More than $9 million in hastily placed seepage berms helped repulse water that tried to force the river through weak spots in metropolitan-area levees.
Now the question is what to do with the berms.
Typically such emergency measures must be torn out after disasters, but local and federal officials are working to keep the berms in place, said Kim Thomas, chief of emergency management for the Omaha District of the U.S. Army Corps of Engineers. She said the berms proved their worth during the flood.
But the solution isn't as simple as it sounds.
First the corps must analyze each berm to figure out if it has enough structural integrity to remain in place, Thomas said. The corps is doing that now in Douglas, Sarpy and Pottawattamie Counties at a cost of $510,000. Results are expected this summer.
"More than likely all those seepage berms will need to be left in," Thomas said.
The corps has a vested interest in keeping the seepage berms in place because successive years of flooding make clear that they are needed, said Jud Kneuvean, chief of emergency management for the corps in the Kansas City, Mo., area. In years past, the corps simply repaired levees to pre-flood condition. Now officials are moving toward making the levees more robust.
Most of the seepage berm work was concentrated in the Omaha area and northwest Missouri.
In the Omaha and Kansas City corps districts combined, about $12 million was spent last summer on the berms. Of that, $8.7 million was spent by the corps in the Omaha metro area, $3.2 million by the corps in northwest Missouri and about $560,000 by the City of Omaha.
But there's a financial twist in Omaha.
The city will get reimbursed by the federal government only if the berms it built are torn out.

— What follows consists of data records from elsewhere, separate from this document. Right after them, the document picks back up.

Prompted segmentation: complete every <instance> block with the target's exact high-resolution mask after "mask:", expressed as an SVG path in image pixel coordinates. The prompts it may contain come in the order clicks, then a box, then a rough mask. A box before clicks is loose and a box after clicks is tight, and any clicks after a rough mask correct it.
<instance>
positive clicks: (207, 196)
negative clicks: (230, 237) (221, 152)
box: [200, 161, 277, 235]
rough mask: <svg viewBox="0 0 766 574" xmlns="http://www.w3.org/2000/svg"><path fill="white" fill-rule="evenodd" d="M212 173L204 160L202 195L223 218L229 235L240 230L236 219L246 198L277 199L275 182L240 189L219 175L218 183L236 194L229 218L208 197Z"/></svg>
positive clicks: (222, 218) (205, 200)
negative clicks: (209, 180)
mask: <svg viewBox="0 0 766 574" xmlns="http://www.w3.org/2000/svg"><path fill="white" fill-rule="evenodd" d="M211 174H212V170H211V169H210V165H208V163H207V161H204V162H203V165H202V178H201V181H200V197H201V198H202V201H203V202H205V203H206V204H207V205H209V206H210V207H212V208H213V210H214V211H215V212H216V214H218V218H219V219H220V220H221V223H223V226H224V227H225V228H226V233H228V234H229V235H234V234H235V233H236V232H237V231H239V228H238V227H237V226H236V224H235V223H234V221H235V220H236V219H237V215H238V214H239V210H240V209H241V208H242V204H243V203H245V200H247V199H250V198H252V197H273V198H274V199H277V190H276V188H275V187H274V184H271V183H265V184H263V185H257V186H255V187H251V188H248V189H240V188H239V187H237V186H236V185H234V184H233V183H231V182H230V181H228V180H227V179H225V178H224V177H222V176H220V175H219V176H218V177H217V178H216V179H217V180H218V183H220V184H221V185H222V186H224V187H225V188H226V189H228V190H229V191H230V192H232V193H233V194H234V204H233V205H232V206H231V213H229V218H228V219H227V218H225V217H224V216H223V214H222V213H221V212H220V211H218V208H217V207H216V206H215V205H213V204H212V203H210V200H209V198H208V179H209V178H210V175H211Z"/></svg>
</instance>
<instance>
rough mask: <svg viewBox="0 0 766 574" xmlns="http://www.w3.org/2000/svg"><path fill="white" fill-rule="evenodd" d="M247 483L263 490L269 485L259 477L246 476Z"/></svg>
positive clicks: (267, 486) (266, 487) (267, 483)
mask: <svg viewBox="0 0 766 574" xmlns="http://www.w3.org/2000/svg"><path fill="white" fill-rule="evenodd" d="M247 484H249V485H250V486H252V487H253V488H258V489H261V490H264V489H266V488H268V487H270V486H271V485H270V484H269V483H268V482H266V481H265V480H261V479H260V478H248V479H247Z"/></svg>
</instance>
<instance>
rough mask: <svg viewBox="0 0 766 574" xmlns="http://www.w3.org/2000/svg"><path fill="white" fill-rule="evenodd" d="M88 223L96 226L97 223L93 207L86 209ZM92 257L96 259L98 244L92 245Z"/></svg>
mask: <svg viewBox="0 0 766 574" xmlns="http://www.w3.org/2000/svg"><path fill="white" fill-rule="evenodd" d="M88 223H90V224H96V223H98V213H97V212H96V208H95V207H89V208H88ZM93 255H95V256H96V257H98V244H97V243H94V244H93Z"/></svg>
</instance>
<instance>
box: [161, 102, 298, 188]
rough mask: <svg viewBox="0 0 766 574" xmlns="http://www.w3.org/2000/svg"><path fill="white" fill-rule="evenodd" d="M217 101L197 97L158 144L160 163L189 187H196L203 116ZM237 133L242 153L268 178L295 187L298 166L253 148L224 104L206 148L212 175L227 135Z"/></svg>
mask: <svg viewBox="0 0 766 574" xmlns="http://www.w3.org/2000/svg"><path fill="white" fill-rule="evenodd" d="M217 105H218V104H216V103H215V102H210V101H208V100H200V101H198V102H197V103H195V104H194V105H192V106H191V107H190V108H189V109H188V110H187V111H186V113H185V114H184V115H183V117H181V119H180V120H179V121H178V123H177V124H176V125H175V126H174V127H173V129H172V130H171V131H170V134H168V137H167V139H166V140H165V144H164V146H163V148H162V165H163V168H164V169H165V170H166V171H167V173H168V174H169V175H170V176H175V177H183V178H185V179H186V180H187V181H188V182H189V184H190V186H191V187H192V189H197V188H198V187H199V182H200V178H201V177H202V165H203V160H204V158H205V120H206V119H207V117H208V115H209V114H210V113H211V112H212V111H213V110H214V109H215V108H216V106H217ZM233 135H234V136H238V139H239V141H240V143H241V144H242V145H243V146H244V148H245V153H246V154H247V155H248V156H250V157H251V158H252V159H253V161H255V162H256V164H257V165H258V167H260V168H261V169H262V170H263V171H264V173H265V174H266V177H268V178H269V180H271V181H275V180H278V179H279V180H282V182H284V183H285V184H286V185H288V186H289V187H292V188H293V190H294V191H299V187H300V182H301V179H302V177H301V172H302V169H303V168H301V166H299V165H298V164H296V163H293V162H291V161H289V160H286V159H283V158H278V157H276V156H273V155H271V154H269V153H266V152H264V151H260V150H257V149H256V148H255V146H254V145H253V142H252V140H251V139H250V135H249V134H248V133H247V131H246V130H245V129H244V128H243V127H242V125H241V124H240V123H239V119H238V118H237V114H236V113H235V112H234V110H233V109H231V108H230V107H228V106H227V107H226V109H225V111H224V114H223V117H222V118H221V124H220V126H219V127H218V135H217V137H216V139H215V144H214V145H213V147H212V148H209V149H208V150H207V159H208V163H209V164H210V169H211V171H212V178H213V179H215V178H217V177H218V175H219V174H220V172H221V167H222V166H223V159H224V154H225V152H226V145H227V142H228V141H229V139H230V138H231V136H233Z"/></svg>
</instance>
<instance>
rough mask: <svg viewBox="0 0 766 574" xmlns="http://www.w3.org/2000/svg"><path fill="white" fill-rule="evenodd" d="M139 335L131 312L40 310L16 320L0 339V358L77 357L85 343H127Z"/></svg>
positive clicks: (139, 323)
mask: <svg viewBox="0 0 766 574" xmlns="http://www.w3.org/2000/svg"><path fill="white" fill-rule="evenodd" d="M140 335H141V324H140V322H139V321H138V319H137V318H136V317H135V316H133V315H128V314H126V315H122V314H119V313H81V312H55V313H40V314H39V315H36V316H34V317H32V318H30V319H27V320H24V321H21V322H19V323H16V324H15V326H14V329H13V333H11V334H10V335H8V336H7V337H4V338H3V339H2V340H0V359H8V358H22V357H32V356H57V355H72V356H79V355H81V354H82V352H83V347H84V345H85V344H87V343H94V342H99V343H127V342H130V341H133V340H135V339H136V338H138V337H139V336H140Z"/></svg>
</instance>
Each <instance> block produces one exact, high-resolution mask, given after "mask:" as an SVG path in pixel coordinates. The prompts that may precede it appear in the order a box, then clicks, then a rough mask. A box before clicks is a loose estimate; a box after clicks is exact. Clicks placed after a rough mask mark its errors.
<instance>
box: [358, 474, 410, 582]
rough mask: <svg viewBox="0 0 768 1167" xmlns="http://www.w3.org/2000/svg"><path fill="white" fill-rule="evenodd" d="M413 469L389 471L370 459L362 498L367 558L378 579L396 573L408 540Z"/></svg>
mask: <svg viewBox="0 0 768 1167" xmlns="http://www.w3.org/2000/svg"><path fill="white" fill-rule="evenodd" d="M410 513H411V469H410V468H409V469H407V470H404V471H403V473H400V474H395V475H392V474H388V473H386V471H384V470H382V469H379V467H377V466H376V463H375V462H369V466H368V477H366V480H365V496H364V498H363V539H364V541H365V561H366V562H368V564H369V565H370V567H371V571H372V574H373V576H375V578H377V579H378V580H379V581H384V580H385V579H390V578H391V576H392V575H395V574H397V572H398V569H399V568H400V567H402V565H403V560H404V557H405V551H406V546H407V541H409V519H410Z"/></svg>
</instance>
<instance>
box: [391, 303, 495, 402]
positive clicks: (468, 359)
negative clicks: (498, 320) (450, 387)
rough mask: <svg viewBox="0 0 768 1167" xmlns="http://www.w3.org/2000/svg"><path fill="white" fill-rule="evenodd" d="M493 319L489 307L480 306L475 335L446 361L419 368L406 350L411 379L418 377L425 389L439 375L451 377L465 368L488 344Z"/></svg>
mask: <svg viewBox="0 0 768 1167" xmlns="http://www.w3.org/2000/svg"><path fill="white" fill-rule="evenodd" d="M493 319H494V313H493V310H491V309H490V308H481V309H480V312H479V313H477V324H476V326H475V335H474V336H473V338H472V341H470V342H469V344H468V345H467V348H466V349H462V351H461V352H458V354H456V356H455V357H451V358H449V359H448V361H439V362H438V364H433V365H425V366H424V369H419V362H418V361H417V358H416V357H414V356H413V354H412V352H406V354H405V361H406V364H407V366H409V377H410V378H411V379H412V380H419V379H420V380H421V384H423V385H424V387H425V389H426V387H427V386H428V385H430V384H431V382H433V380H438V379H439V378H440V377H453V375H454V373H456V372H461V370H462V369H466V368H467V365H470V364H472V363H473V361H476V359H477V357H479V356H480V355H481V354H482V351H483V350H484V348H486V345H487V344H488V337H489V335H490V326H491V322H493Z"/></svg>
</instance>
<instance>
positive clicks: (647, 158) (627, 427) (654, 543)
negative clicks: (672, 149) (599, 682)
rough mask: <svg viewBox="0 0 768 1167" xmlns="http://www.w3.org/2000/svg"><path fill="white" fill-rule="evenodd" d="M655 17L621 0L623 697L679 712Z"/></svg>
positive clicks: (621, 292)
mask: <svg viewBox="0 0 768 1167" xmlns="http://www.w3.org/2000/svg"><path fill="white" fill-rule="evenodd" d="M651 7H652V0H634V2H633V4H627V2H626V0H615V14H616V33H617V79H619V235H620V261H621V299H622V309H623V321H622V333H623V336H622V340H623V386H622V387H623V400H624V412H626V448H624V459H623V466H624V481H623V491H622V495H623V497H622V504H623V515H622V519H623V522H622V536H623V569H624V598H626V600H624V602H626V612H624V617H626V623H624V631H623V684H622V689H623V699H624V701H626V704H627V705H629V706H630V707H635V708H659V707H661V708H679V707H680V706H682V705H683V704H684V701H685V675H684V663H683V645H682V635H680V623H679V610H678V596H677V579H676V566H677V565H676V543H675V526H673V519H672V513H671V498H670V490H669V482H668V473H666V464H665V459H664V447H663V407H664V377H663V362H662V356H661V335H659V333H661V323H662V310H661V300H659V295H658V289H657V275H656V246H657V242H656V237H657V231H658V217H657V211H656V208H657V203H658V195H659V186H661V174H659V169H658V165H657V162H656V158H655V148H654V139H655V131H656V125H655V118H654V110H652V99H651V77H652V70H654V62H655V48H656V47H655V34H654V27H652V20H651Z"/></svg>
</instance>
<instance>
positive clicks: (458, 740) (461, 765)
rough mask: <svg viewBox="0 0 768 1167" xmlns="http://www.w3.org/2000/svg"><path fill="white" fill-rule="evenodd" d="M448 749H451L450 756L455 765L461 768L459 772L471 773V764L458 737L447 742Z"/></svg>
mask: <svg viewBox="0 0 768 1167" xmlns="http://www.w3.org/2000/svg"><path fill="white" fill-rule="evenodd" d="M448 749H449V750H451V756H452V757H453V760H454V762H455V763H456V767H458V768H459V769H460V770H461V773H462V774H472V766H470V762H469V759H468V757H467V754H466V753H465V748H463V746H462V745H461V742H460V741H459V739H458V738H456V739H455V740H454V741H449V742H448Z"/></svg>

Local governments are eligible for state and Federal Emergency Management Agency dollars for temporary protections erected in the middle of a disaster. Under federal rules, neither FEMA nor the corps reimburses cities for city-funded improvements made permanent, said Thomas and regional FEMA spokeswoman Amanda Bicknell.
So if the Omaha-funded berms are robust enough to remain in place, as the city and corps want, Omaha will pick up the full cost of its sand berms. It also might end up absorbing the $500,000 it spent to surface the top of its northern levee with chipped asphalt.
Omaha officials say they understand FEMA's limitations.
"During the flood fight, we needed them," said Gordon Andersen, chief of operations for Omaha's flood fight. "These were put in under the assumption they would be temporary. We realized upfront if we didn't remove them, we wouldn't be reimbursed.
"As we continue to evaluate the levees, it may be better to leave them in."
Aida Amoura, spokeswoman for Mayor Jim Suttle's office, said the city wouldn't dare pull out the berms to get a FEMA subsidy.
"The long-term savings and the long-term protections will be a much bigger win" for the city than what Omaha would get from federal aid, Amoura said.